Word that former House Majority Leader Eric Cantor has already accepted a job with a Wall Street investment firm—just two weeks after leaving Congress—is the latest sign of weakness for a law designed to shed light on lawmakers who negotiate for post-Capitol Hill work while in office.
Cantor has joined Moelis & Co. as a vice chairman and managing director, the firm announced Monday morning. His official last day as a House member was Aug. 18.
A tea-party challenger ousted Cantor from his congressional seat in a June Republican primary, and he stepped down as the No. 2 House Republican shortly after that. The announcement by Moelis says he will “provide strategic counsel to the firm’s corporate and institutional clients on key issues.” Cantor will be based in New York but will continue to reside in Virginia and be opening an office in Washington for the firm, according to an aide.
Cantor is quoted in the announcement by the firm as saying he has known the chairman and CEO of the company, Ken Moelis, for some time.
And, according to John Murray, a former top adviser to Cantor in Congress acting as a spokesman this week, Cantor’s discussions with Moelis stemmed from a July get-together about his future generally. The idea of working for the firm came up, and began to intensify after that. Cantor described the same chronology in an interview with The Wall Street Journal.
As written, the Honest Leadership and Open Government Act of 2007 requires lawmakers to file public disclosures with the House when they negotiate for work and when conflicts arise. But the law’s rules apply differently today than intended when it was passed.
In the House, based on legal guidance from the Ethics Committee, the government panel in charge of the filings was changed from the Clerk’s Office to the Ethics Committee, which is extremely selective about what it makes public.
So while Cantor’s talks with Moelis about the job date from July, he filed no public notice about them with the clerk’s office.
Murray said the former leader “has followed to the ‘T’ every aspect of the process required when a member of Congress engages in any job negotiation.” He added, “He filed all the relevant materials in a timely fashion.”¦ It is a confidential filing and is not publicly available according to our legal team.”
There is nothing illegal or unethical about departing lawmakers looking for work while they serve out their terms.
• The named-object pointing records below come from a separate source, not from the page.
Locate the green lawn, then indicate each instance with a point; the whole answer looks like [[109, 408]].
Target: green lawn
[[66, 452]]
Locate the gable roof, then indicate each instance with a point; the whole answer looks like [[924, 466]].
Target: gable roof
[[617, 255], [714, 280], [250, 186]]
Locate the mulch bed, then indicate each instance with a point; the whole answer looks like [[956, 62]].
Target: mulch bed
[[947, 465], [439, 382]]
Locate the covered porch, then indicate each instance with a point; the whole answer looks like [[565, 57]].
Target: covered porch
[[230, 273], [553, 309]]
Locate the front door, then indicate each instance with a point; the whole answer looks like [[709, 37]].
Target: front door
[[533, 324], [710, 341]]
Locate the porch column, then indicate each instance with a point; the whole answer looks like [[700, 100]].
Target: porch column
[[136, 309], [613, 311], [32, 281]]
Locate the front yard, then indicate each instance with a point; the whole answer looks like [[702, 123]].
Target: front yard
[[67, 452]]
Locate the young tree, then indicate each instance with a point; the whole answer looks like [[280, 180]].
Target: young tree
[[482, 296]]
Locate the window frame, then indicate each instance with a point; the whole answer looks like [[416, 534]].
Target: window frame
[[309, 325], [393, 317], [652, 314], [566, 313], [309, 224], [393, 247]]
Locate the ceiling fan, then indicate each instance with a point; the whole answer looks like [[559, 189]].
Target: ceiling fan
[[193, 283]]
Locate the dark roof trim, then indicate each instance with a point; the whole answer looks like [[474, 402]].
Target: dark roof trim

But the law was put in place as a transparency measure after former Rep. Billy Tauzin caused a stir by leaving the House in 2003 to take a $2 million-a-year job in the pharmaceutical industry, just months after playing a lead role in drafting legislation to introduce a prescription-drug benefit to Medicare.
But, according to lawmakers and outside government watchdogs and others familiar with the committee’s handling of such filings, the law is being interpreted very narrowly. The result has been that lawmakers themselves now determine when a potential conflict exists and when such disclosures of negotiations should be released publicly—via a filing in the clerk’s office.
Government watchdogs say the House ruling requires public filing (with the clerk) of the “Notice of Negotiation,” only if the members actually recuse themselves from an official action due to a specific conflict of interest or appearance of conflict of interest.
But most lawmakers don’t even appear to be following that narrower requirement. For example, a chart in the Ethics Committee’s Summary of Activities Report from the 112th Congress lists the number of Notices of Negotiation (218) filed and the number of recusals (113). Yet, on file in the clerk’s office are fewer than 10 such notices of negotiations since the law was instituted.
In short, lawmakers are now advised that their notices do not have to be made public—they can be kept private by the Ethics Committee—unless lawmakers themselves determine there is a specific conflict and decide they must file a follow-up disclosure or notice recusing themselves.
So the law has yielded almost none of the public information it was designed to provide, and who lawmakers negotiate with is largely unknown—and whether their official duties present any conflicts with those employers.
Meredith McGehee, policy director at the Campaign Legal Center, told National Journal earlier this year that the ethics law is being interpreted so narrowly that “it is simply not meaningful.”
“Swiss cheese” is how McGehee described the current system, while Craig Holman, a legislative representative for the government-watchdog group Public Citizen, said the law’s intent was to “let the public know,” but he said that is not what’s happening.
“That was the entire intent,” said Holman.